Results: With a novel technique that noninvasively analyzes microbes, scientists at Pacific Northwest National Laboratory profiled, for the first time, the chemicals that a cyanobacterium makes available to others. Over 4 days, Synechococcus sp. PCC 7002 steadily secretes two molecules that could be used as resources by other bacteria that are nearby. The technique that chemically profiles the microbial communities in both space and time is Nanospray Desorption Ionization Electrospray Mass Spectrometry, or nano-DESI. This instrument was built by Dr. Julia Laskin and her team at Pacific Northwest National Laboratory. This research graced the cover of Analyst.

nano
Scientists at Pacific Northwest National Laboratory used the nano-DESI to show how bacteria support other colonies. No image credit.

‘This is a tool that will help microbiologists identify molecules that promote or inhibit growth of microbial communities,’ said Lab Fellow Laskin. ‘It also gives us much better control for studying interactions between microbial communities.’

Why It Matters: Understanding microbial ecology — how bacteria, algae and other microbes influence each other — could provide basic answers needed to advance sustainable energy. For example, Synechococcus sp. PCC 7002 uses carbon dioxide and sunlight to produce sugars that fuel the colony. Knowing how to best grow and modify these bacteria to mass-produce fuels could increase our nation’s energy independence.
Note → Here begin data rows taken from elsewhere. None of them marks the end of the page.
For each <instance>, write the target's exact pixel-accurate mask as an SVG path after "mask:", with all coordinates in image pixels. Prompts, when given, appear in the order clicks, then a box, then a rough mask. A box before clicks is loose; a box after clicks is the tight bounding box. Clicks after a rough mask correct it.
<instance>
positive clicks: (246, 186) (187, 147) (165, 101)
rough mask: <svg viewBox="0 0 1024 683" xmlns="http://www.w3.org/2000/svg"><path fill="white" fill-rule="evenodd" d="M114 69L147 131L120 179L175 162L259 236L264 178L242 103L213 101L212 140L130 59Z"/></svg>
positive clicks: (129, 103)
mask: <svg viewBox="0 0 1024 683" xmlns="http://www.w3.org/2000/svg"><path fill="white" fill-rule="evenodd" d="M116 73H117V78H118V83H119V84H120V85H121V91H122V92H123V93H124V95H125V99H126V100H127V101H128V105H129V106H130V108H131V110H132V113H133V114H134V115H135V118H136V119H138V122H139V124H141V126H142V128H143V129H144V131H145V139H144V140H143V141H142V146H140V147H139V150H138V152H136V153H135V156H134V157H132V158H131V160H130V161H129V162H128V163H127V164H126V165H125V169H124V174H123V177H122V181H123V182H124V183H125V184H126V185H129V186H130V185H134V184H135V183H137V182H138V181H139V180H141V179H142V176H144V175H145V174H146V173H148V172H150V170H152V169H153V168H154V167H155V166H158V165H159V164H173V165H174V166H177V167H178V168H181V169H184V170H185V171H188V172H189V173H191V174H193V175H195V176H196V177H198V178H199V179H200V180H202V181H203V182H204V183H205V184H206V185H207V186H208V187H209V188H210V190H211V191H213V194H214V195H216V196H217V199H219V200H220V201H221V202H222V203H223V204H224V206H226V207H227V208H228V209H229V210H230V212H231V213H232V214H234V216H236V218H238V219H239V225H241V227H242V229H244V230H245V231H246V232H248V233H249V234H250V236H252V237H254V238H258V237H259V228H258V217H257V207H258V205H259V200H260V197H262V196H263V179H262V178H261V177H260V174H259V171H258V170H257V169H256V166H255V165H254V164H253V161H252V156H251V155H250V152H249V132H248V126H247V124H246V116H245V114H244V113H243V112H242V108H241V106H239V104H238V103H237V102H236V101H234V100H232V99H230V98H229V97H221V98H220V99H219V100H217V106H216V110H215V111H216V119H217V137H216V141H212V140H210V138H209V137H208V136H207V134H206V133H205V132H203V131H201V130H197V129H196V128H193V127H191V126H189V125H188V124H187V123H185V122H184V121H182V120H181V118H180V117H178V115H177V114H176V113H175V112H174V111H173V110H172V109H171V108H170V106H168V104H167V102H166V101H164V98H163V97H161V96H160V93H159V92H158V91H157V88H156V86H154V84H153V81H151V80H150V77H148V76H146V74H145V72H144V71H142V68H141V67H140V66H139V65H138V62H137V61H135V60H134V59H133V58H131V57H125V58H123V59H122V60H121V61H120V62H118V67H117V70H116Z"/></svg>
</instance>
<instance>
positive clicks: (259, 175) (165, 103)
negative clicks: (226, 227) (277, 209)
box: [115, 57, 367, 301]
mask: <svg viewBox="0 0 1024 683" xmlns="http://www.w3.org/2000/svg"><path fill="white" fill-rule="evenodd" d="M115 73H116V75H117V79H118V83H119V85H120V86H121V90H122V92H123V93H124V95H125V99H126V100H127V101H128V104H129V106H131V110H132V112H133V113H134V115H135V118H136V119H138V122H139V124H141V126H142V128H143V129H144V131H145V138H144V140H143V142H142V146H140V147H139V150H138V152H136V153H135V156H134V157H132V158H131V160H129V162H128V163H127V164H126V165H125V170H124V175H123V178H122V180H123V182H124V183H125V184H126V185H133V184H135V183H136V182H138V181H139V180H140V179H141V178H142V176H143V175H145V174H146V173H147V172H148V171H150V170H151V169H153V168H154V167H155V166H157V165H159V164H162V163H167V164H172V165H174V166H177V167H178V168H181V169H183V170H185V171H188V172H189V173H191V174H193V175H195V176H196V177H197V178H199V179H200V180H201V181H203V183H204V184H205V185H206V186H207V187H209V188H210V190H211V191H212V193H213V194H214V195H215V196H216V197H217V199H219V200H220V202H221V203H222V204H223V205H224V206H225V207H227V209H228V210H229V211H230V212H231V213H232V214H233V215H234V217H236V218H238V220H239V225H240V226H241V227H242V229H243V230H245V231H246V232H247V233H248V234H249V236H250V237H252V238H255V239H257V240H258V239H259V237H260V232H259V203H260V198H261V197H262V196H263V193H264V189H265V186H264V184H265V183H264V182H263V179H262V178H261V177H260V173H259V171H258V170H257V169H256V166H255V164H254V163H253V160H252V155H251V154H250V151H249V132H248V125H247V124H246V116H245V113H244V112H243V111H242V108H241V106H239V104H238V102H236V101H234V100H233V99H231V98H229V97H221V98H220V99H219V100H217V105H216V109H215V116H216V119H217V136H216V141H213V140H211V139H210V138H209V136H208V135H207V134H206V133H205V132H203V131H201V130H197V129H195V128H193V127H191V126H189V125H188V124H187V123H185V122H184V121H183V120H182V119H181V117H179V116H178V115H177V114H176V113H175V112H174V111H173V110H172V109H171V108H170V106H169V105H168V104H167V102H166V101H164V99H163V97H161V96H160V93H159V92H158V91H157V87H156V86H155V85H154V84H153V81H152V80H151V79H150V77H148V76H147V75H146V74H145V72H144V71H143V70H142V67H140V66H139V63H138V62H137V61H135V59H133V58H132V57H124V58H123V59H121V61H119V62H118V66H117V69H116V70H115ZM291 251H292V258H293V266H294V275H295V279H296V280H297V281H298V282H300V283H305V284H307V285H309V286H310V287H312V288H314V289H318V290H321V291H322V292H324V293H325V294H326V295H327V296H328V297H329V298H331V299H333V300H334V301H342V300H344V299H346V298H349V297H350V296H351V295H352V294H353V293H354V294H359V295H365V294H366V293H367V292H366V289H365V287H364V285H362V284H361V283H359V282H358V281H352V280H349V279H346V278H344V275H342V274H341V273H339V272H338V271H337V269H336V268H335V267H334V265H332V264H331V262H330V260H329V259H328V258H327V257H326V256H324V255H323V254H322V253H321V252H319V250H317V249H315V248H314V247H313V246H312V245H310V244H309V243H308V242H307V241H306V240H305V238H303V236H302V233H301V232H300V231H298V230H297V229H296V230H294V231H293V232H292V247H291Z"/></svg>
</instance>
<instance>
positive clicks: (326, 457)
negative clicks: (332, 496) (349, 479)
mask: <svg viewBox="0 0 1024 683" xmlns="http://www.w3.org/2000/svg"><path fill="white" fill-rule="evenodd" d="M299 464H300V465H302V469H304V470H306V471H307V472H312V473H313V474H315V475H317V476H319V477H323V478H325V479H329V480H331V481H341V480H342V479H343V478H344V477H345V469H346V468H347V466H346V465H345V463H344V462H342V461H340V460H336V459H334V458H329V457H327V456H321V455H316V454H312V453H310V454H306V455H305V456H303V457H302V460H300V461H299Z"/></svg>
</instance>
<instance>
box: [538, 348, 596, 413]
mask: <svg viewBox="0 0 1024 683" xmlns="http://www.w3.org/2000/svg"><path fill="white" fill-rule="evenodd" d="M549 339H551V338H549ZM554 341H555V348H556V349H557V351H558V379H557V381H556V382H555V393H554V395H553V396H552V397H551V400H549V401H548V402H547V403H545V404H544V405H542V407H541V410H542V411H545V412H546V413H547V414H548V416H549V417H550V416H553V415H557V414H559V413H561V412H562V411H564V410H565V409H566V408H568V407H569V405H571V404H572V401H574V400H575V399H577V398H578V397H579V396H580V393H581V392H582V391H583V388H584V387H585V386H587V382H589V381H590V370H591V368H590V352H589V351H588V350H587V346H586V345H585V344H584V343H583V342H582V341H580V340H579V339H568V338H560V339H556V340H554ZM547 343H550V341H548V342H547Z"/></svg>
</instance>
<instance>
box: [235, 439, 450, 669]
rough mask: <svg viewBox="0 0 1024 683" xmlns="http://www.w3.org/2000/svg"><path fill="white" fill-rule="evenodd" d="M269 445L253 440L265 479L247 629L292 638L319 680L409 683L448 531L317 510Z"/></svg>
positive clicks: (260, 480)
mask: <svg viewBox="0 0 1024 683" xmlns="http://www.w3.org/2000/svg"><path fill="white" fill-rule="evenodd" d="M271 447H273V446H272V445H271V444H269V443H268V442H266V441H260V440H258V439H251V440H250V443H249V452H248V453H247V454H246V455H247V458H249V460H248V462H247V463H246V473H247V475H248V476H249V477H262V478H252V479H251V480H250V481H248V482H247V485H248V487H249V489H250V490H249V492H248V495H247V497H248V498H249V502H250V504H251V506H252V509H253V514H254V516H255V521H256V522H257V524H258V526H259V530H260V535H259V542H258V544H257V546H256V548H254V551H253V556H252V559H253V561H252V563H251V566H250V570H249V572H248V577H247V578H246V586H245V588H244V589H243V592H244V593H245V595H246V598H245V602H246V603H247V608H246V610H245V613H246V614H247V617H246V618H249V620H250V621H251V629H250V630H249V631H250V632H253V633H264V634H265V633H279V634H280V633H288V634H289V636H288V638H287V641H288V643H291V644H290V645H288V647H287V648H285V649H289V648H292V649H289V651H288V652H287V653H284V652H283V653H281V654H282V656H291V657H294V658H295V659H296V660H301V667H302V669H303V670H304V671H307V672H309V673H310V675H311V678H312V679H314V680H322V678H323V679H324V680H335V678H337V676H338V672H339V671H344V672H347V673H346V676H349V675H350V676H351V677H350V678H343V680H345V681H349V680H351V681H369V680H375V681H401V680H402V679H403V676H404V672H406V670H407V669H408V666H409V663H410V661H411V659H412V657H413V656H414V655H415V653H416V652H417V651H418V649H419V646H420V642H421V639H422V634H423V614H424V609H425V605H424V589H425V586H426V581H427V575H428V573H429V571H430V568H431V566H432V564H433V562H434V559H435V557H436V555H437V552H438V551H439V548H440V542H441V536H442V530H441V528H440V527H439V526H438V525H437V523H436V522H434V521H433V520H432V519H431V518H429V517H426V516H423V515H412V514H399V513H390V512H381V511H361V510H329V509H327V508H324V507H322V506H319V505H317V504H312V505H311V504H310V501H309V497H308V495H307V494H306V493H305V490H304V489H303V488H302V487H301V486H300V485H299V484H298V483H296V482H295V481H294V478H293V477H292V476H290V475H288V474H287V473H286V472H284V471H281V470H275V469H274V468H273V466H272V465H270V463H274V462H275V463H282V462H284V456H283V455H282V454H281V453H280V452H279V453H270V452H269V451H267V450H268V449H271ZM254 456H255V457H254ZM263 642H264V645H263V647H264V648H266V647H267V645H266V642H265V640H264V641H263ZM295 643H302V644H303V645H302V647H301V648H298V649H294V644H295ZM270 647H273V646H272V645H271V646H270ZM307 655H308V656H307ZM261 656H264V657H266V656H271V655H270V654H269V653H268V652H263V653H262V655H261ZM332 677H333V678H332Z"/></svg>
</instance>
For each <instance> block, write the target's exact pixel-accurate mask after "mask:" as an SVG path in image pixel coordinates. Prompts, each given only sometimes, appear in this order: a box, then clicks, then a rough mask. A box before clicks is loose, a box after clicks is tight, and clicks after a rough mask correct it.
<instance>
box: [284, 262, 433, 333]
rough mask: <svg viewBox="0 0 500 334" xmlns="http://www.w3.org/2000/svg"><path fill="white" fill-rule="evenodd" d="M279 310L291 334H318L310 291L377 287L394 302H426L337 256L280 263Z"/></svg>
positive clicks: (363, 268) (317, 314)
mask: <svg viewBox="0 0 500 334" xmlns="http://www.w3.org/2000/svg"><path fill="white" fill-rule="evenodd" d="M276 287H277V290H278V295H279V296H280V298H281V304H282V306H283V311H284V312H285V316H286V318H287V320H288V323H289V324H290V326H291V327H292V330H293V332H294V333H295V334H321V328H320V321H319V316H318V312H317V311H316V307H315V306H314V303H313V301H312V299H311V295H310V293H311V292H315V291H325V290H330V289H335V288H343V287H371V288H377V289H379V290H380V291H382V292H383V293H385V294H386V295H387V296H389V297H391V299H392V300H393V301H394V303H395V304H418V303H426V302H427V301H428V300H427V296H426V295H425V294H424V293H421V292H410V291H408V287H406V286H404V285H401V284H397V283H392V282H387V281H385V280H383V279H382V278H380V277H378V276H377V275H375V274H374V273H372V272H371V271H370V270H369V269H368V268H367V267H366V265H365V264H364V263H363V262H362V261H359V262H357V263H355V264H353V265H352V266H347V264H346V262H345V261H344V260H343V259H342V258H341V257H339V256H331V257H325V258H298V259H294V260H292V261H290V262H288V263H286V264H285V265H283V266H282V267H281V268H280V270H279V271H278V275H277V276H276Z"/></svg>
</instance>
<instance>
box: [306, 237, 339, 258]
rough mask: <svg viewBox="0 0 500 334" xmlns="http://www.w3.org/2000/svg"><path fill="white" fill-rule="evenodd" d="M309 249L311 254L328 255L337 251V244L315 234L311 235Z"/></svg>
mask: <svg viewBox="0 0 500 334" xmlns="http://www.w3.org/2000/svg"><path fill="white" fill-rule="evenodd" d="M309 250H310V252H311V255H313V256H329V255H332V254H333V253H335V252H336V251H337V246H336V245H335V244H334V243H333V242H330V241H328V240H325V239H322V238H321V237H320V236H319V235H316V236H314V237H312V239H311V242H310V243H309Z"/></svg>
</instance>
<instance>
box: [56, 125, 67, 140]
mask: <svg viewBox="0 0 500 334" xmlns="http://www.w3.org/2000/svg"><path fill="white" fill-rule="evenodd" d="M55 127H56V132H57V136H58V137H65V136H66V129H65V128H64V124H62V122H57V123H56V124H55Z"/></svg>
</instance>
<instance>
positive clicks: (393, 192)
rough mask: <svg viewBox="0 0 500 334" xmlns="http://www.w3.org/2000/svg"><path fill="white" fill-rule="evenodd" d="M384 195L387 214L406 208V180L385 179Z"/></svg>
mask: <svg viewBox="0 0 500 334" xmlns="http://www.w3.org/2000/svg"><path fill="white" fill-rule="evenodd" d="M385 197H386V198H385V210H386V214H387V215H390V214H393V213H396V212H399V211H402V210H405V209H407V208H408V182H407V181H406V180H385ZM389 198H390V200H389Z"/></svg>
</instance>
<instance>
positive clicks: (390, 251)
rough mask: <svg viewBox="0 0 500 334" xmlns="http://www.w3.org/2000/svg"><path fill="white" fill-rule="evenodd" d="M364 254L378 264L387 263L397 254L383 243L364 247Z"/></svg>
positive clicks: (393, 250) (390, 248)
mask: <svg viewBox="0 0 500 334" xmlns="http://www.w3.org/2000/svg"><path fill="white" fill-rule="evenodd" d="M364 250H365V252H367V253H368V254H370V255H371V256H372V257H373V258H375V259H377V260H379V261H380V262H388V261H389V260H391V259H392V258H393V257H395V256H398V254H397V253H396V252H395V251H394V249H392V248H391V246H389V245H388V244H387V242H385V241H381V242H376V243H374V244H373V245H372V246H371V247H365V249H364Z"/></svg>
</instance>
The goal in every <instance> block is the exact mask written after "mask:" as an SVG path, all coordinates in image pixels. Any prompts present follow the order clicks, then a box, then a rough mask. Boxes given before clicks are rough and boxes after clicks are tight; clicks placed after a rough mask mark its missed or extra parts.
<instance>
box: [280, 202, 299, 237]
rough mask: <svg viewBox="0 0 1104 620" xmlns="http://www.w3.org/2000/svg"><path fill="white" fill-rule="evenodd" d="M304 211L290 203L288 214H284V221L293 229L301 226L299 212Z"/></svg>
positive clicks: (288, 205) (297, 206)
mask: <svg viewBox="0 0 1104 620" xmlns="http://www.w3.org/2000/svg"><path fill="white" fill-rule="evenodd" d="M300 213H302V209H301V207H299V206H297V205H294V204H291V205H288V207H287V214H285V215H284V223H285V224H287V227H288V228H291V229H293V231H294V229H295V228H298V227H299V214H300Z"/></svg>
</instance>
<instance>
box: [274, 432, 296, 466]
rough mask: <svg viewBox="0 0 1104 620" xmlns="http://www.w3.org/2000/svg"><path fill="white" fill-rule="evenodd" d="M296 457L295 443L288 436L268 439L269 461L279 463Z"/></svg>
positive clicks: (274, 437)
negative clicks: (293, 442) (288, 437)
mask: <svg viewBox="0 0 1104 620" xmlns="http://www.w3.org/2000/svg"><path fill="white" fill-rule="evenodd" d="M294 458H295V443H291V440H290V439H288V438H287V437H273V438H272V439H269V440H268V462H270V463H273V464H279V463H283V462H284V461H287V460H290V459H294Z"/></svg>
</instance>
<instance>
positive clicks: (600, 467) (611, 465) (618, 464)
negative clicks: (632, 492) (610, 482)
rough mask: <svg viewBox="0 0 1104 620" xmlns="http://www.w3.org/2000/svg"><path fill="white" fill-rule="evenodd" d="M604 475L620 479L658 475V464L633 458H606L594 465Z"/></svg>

Here, nano-DESI provides key data for sustainable energy, but the opportunities stretch much farther.

‘Any place where there are microbes and you have a format where nano-DESI could be applied, you can study that ecology,’ said Dr. Allan Konopka, a biologist and Lab Fellow at PNNL who worked on the study. ‘This opens doors to a host of applications, such as understanding how bacteria associated with plant roots affect a plant.'”

Pacific Northwest National Laboratory (PNNL) is one of the United States Department of Energy National Laboratories, managed by the Department of Energy’s Office of Science. The main campus of the laboratory is in Richland, Washington.

PNNL scientists conduct basic and applied research and development to strengthen U.S. scientific foundations for fundamental research and innovation; prevent and counter acts of terrorism through applied research in information analysis, cyber security, and the nonproliferation of weapons of mass destruction; increase the U.S. energy capacity and reduce dependence on imported oil; and reduce the effects of human activity on the environment. PNNL has been operated by Battelle Memorial Institute since 1965.